Rozdział 24 - Nie zawiedź siebie

206 17 12
                                    

Niższy czuł się spokojny, poczuł się bezpiecznie, gdy duże ramiona otulały jego sylwetkę, a cudowny zapach drażnił jego zmysły. Harry pachniał domem, to było jedyne co mogło przyjść na myśl wtedy Louisowi. Choć nigdy go nie posiadał, wtedy poczuł, że mógłby go mieć, ale wciąż nie rozumiał tak wielu rzeczy, za to Harry był już pewien.

- W porządku? - zapytał cicho Harry, przejeżdżając kciukiem po jego karku, na co chłopak powoli zaczął się odklejać od jego klatki.

- Dziękuję, to... naprawdę jest piękne - powiedział wdzięcznie niższy, pociągając ze wzruszeniem nosem.

- Będę dumny, jeśli będziesz go miał zawsze przy sobie - oświadczył Harry, trzymając za barki chłopaka, który nie wyglądał jakby chciał uciec z tego uścisku, co budowało już dumę w jego oczach.
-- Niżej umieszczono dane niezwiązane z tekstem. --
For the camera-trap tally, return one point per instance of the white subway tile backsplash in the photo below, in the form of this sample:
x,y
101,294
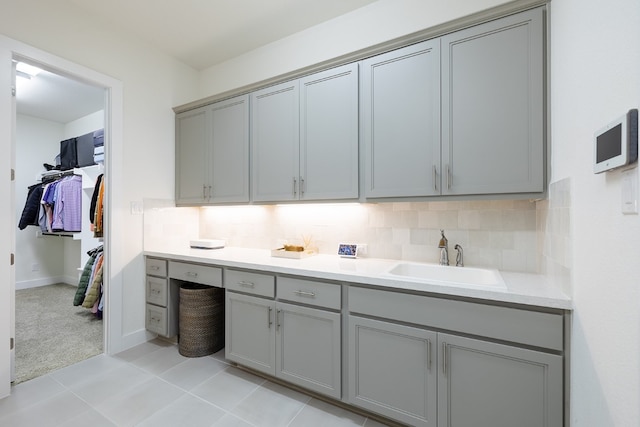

- Będzie moim talizmanem szczęścia - uśmiechnął się skromnie niższy i wkładając ostrożnie do pudełeczka, wyrwał się z objęć wyższego, choć nie bardzo tego chciał. Udał się na górę i położył prezent na stoliku, tuż przy jego łóżku.

Do godziny piętnastej zdążyli zjeść obiad, nakarmić Bruca, trochę porozmawiać i obejrzeć dwa filmy. Kolejno do wpół do siedemnastej wypełniali dokumentu, które otrzymał Louis podczas rozmowy. Studiowali każde pojedyncze słowo i czytali między wierszami, chcąc jak najlepiej zapoznać się z treścią. Zamierzali je odesłać kolejnego dnia. Louis dopiero po ukończeniu poczuł ulgę. Westchnął cicho i spojrzał na Harrego. Obaj siedzieli na dywanie w salonie, a przed nimi leżał laptop. Bruce krzątał się z kąta w kąt, jednak tym razem nie przeszkadzając w niczym.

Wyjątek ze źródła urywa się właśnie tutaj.